Jason Carmel is a colleague of mine I learn a ton from. His expertise is in web site optimization--running experiments where he tests versions of web pages against each other to see which performs best. (Not to be confused with search engine optimization, improving a site's visibillity in search engines.)
Jason is a fairly unflappable guy. Nonetheless I recently started making an effort to get his goat. He gives me just enough encouragement that I keep going. The gist of my teasing is that optimization is nothing but a mechanical exercise to determine whether a red button works better than a blue button. "Glad to hear that red button worked out better by 2.84 percent Jason. The sum of your creative energy has produced yet another quarter million in revenue. You must really love your life, man. Hey, have you thought of trying one of those animated GIFs instead of a regular button?"

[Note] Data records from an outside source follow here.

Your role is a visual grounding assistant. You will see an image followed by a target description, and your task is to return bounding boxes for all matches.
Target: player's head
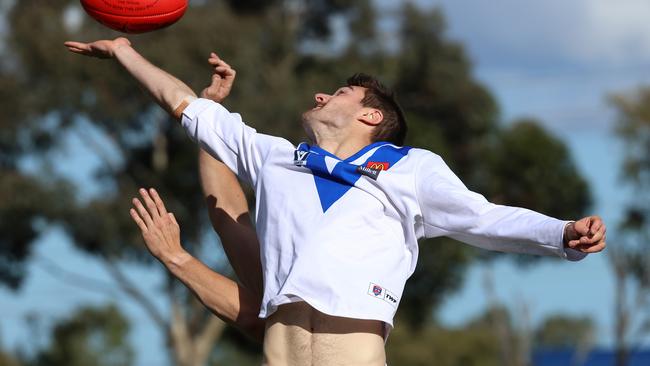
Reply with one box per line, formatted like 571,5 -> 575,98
303,74 -> 407,145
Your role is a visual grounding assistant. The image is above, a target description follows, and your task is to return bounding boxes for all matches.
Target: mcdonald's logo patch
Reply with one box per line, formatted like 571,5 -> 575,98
366,161 -> 390,170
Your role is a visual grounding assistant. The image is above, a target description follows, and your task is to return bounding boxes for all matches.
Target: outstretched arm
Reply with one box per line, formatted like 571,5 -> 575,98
199,150 -> 262,302
64,37 -> 196,119
130,189 -> 264,340
199,52 -> 262,302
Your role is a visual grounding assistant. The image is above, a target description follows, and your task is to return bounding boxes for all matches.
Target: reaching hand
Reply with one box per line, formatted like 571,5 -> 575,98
201,52 -> 237,103
129,188 -> 189,264
64,37 -> 131,58
564,216 -> 607,253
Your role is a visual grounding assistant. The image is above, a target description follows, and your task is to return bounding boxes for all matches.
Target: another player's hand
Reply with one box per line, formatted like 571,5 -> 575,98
201,52 -> 237,103
129,188 -> 189,264
564,216 -> 607,253
63,37 -> 131,58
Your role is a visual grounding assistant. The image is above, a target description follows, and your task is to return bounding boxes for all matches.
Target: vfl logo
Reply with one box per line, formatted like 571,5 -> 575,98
293,150 -> 309,166
368,282 -> 399,308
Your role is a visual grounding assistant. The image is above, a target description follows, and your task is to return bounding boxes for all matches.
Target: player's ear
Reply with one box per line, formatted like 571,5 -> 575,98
357,108 -> 384,126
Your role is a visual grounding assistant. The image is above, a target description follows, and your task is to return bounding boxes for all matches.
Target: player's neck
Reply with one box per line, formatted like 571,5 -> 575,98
316,138 -> 372,160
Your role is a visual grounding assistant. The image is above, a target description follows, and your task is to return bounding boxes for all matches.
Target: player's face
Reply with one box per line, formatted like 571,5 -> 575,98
302,86 -> 365,133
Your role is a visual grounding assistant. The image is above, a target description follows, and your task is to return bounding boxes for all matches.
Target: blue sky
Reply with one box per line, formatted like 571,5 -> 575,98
0,0 -> 650,364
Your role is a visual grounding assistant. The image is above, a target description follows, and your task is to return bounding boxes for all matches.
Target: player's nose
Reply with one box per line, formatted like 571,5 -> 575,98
314,93 -> 331,105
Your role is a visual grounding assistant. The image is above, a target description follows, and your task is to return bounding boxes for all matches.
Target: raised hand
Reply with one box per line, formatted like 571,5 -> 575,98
201,52 -> 237,103
63,37 -> 131,58
564,216 -> 607,253
129,188 -> 190,264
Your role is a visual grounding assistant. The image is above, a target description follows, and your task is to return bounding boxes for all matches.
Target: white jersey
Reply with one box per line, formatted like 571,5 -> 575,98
182,99 -> 584,326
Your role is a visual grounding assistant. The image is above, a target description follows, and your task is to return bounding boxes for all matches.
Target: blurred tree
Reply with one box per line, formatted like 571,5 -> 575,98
0,0 -> 586,365
19,305 -> 133,366
609,87 -> 650,366
534,314 -> 596,349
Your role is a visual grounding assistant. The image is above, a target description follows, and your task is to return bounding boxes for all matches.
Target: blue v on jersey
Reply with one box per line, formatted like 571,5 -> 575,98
182,99 -> 584,327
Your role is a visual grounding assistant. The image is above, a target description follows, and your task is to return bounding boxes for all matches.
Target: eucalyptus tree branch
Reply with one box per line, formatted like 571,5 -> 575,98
103,258 -> 167,329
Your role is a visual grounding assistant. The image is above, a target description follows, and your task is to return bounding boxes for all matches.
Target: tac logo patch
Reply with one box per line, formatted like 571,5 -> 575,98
368,282 -> 399,308
366,161 -> 390,171
372,285 -> 382,296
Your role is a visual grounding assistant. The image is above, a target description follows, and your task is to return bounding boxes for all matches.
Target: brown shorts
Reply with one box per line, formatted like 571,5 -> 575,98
264,301 -> 386,366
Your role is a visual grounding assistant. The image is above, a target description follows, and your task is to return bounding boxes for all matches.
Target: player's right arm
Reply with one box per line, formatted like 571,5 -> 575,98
130,189 -> 265,341
64,37 -> 196,118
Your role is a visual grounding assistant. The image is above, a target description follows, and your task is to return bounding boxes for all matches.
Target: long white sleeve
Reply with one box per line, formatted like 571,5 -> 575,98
416,154 -> 586,260
181,98 -> 291,186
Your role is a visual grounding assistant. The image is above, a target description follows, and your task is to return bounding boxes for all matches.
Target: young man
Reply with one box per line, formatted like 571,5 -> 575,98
66,38 -> 605,365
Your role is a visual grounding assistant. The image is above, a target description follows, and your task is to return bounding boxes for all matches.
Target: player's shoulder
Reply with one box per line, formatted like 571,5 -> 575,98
387,144 -> 445,166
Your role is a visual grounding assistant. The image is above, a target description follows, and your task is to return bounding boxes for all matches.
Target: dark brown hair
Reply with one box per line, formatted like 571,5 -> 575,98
347,73 -> 407,146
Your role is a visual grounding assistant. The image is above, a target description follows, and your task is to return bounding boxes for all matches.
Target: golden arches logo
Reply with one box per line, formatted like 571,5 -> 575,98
366,161 -> 388,170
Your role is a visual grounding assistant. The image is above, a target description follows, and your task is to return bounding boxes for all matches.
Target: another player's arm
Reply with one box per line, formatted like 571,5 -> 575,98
130,189 -> 265,341
65,37 -> 196,119
199,52 -> 262,302
199,149 -> 262,302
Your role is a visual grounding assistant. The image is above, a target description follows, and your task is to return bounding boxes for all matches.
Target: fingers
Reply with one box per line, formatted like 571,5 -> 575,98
149,188 -> 167,217
168,212 -> 179,226
129,208 -> 147,233
131,198 -> 153,227
208,52 -> 237,76
589,216 -> 605,235
140,188 -> 160,219
63,41 -> 90,54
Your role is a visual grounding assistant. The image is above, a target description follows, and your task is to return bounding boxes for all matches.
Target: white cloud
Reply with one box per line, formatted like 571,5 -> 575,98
418,0 -> 650,66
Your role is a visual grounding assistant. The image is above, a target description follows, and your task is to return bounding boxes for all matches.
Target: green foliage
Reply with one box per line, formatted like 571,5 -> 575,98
30,305 -> 133,366
387,313 -> 502,366
534,314 -> 596,349
482,119 -> 591,219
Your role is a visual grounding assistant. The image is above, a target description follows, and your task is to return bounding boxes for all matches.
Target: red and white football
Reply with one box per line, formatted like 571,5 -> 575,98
81,0 -> 188,33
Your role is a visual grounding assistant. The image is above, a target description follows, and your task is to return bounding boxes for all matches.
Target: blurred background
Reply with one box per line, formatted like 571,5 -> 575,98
0,0 -> 650,366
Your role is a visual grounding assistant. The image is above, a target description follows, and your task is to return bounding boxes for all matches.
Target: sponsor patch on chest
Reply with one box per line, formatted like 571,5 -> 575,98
368,282 -> 399,308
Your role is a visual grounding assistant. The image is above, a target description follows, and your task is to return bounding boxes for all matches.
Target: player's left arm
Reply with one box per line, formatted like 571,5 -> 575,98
563,216 -> 607,253
415,154 -> 606,260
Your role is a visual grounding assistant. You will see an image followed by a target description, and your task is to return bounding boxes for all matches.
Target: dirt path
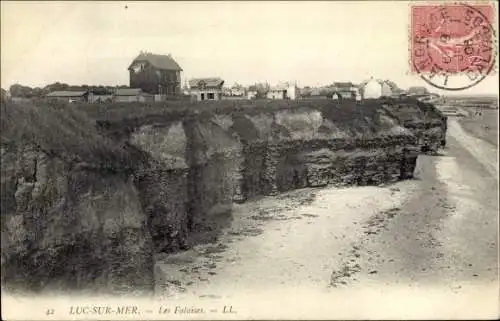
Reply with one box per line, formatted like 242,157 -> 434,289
157,120 -> 498,319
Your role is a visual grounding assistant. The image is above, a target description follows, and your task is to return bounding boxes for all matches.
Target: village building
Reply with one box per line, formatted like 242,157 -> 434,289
128,52 -> 182,98
88,88 -> 113,103
266,83 -> 298,100
359,77 -> 399,99
189,78 -> 224,101
247,90 -> 258,99
230,87 -> 245,97
408,86 -> 429,96
113,88 -> 154,103
332,82 -> 361,101
45,90 -> 89,103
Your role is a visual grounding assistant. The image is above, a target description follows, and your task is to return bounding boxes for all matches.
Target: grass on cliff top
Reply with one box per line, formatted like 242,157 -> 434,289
0,103 -> 135,170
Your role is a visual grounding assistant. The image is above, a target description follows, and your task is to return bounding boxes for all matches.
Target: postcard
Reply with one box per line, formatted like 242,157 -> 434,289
0,1 -> 500,320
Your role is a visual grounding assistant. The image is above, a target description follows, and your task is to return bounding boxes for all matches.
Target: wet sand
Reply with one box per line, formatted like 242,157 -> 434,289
156,119 -> 499,318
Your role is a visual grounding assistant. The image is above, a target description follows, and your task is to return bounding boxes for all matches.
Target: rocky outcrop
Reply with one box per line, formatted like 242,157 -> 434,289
1,100 -> 446,294
1,146 -> 153,295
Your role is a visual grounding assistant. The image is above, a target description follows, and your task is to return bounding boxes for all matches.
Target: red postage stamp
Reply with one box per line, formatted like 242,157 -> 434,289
410,2 -> 496,90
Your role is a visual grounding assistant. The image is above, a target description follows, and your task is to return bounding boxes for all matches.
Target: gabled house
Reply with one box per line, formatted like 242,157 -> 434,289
128,52 -> 182,96
45,90 -> 89,103
189,78 -> 224,101
408,86 -> 429,96
113,88 -> 154,103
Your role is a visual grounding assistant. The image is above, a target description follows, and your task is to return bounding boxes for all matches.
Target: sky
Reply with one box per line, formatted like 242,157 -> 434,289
0,1 -> 498,95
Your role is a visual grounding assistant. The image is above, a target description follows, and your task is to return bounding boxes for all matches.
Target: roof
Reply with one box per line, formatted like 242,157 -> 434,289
358,78 -> 399,91
189,77 -> 224,88
128,52 -> 182,71
115,88 -> 145,96
333,82 -> 354,89
47,90 -> 88,97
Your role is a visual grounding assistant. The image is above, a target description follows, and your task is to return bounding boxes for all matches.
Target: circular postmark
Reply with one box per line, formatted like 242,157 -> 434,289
411,3 -> 496,91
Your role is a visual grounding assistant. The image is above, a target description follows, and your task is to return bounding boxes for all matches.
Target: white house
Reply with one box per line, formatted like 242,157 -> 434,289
359,77 -> 395,99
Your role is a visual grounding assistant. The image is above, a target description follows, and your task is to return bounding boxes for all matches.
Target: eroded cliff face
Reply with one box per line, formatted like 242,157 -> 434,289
1,145 -> 154,295
1,101 -> 446,295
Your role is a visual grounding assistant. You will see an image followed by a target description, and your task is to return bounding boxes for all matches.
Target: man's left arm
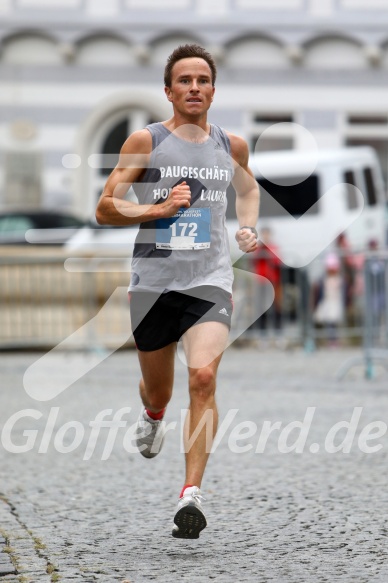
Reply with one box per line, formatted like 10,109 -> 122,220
229,134 -> 260,253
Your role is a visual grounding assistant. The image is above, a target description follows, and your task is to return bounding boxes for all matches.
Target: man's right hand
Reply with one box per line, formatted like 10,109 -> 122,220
159,182 -> 191,218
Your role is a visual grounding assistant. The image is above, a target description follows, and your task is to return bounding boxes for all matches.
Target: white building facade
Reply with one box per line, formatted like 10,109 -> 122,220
0,0 -> 388,217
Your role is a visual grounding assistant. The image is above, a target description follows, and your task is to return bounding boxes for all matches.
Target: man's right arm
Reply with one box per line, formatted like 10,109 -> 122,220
96,130 -> 191,226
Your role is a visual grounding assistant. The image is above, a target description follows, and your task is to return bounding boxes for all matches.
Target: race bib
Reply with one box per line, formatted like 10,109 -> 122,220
156,207 -> 211,251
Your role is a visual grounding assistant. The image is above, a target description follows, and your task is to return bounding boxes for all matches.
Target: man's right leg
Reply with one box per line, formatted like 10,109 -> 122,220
136,342 -> 176,458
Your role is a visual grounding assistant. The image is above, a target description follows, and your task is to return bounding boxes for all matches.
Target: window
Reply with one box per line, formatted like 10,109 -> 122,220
246,112 -> 295,152
226,175 -> 319,219
363,168 -> 377,206
257,174 -> 319,218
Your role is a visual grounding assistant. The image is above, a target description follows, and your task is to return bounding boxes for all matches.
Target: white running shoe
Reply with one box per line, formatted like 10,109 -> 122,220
172,486 -> 207,538
135,407 -> 166,458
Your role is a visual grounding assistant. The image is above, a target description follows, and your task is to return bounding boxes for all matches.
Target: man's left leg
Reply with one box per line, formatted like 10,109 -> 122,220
173,322 -> 229,538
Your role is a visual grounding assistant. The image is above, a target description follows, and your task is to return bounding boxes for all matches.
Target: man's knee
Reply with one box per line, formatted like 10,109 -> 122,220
190,366 -> 216,400
140,379 -> 172,413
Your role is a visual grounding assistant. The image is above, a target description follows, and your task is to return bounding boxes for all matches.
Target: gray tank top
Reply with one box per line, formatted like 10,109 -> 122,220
129,123 -> 233,293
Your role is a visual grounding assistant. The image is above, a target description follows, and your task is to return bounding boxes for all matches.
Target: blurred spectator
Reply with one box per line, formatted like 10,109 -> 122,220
252,227 -> 282,330
313,252 -> 344,346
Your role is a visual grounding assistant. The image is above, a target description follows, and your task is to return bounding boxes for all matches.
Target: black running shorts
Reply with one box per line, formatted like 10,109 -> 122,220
129,285 -> 233,351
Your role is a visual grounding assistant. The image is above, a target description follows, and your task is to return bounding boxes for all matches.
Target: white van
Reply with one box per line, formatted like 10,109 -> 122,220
227,147 -> 387,267
66,147 -> 386,267
227,147 -> 386,267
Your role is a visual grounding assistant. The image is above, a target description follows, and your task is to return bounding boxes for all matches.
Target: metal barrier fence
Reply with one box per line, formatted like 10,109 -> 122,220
0,252 -> 130,349
0,249 -> 388,361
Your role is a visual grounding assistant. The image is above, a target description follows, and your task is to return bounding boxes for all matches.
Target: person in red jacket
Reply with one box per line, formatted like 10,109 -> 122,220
253,227 -> 282,330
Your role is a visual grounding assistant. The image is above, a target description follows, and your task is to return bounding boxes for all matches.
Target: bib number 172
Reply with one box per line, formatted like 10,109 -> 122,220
170,222 -> 198,237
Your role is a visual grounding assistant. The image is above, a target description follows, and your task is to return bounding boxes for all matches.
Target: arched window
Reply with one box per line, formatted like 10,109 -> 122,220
1,33 -> 62,65
150,35 -> 201,67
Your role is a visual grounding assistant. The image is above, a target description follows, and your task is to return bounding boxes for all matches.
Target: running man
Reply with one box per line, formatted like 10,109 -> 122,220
96,45 -> 259,538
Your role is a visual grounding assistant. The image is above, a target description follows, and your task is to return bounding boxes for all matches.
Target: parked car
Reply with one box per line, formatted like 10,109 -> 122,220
67,147 -> 387,267
0,210 -> 87,245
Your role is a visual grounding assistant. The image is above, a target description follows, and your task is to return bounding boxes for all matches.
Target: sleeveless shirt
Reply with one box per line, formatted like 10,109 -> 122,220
129,123 -> 233,293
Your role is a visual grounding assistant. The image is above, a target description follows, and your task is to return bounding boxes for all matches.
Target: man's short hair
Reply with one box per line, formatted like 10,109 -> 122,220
164,44 -> 217,87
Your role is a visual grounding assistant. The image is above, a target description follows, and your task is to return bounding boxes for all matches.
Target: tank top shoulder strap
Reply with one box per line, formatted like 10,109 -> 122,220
146,122 -> 170,150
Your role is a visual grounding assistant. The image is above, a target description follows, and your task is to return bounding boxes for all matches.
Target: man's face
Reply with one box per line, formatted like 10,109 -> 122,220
165,57 -> 215,117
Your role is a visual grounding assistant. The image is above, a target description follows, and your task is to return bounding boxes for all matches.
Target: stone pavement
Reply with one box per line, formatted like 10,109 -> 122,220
0,348 -> 388,583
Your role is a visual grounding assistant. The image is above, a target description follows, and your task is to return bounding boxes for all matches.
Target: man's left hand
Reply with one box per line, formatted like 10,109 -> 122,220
236,229 -> 259,253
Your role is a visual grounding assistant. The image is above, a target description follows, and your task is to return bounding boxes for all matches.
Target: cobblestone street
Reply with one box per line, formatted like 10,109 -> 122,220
0,347 -> 388,583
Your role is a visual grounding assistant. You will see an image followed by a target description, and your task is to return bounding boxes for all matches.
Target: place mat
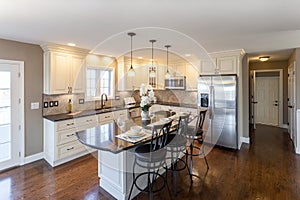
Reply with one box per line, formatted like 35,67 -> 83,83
115,129 -> 152,143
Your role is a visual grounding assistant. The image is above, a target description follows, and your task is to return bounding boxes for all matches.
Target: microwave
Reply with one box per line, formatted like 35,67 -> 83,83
165,76 -> 186,90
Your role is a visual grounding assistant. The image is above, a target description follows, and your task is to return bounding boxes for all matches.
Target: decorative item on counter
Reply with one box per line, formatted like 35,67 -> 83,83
140,84 -> 154,120
68,99 -> 72,113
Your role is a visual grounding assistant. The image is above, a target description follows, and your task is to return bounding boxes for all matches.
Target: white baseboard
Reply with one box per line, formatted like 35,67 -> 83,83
280,124 -> 289,129
23,152 -> 44,165
240,137 -> 250,144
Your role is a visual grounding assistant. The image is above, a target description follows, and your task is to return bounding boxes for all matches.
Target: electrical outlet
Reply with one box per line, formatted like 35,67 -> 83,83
79,99 -> 84,104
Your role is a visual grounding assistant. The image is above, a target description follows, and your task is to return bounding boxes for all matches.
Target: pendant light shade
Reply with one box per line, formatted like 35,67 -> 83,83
128,33 -> 136,76
165,45 -> 171,79
149,40 -> 156,78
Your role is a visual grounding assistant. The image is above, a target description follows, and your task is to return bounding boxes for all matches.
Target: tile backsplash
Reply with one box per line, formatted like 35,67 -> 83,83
43,90 -> 197,116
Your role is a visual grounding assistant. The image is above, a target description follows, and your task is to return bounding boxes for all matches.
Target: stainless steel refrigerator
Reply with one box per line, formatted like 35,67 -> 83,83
198,75 -> 238,149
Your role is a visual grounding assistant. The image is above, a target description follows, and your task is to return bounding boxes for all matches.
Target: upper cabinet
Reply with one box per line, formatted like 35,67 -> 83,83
200,50 -> 245,75
41,44 -> 88,94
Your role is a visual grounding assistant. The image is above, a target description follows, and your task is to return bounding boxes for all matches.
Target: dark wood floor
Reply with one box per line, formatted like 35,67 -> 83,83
0,125 -> 300,200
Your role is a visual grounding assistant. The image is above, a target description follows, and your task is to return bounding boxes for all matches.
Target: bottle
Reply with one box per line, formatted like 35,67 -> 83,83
68,99 -> 72,113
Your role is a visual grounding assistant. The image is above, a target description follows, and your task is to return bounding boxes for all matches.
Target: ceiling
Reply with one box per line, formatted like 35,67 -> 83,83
0,0 -> 300,61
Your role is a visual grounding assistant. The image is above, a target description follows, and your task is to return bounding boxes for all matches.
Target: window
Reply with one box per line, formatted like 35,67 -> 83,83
86,67 -> 114,100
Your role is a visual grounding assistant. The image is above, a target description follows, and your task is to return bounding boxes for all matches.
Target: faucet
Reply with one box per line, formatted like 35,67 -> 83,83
101,93 -> 107,108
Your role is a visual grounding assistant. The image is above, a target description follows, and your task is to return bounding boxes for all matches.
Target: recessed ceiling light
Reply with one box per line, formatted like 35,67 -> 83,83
68,42 -> 76,47
258,56 -> 270,62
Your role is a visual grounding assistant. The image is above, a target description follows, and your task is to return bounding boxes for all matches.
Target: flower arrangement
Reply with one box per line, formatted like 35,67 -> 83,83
140,84 -> 154,112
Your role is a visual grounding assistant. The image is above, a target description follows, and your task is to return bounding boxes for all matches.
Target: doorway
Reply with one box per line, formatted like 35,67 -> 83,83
250,69 -> 283,129
288,62 -> 297,147
0,60 -> 24,170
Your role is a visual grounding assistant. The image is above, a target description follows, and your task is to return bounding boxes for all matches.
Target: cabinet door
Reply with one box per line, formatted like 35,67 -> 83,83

Fortunately, Jason is twice as nice as me, as well as twice as smart. He takes my ribbing well--and responds thoughtfully to the serious question underlying my teasing: We know optimization can move big numbers in terms of revenue, but can it do more than simply tweak pages to bump up conversion? Can it vet creative concepts? Can it maximize the creation of mutual value between businesses and customers? Can it help create more engaging experiences?
(image credit, found via Lee)
The short answer here, according to Jason, is that it depends, partly on what you're trying to achieve. If all you're focused on is moving business value measures, you're probably putting lipstick on a pig. But testing against value creation has the potential to uncover game-changing opportunities.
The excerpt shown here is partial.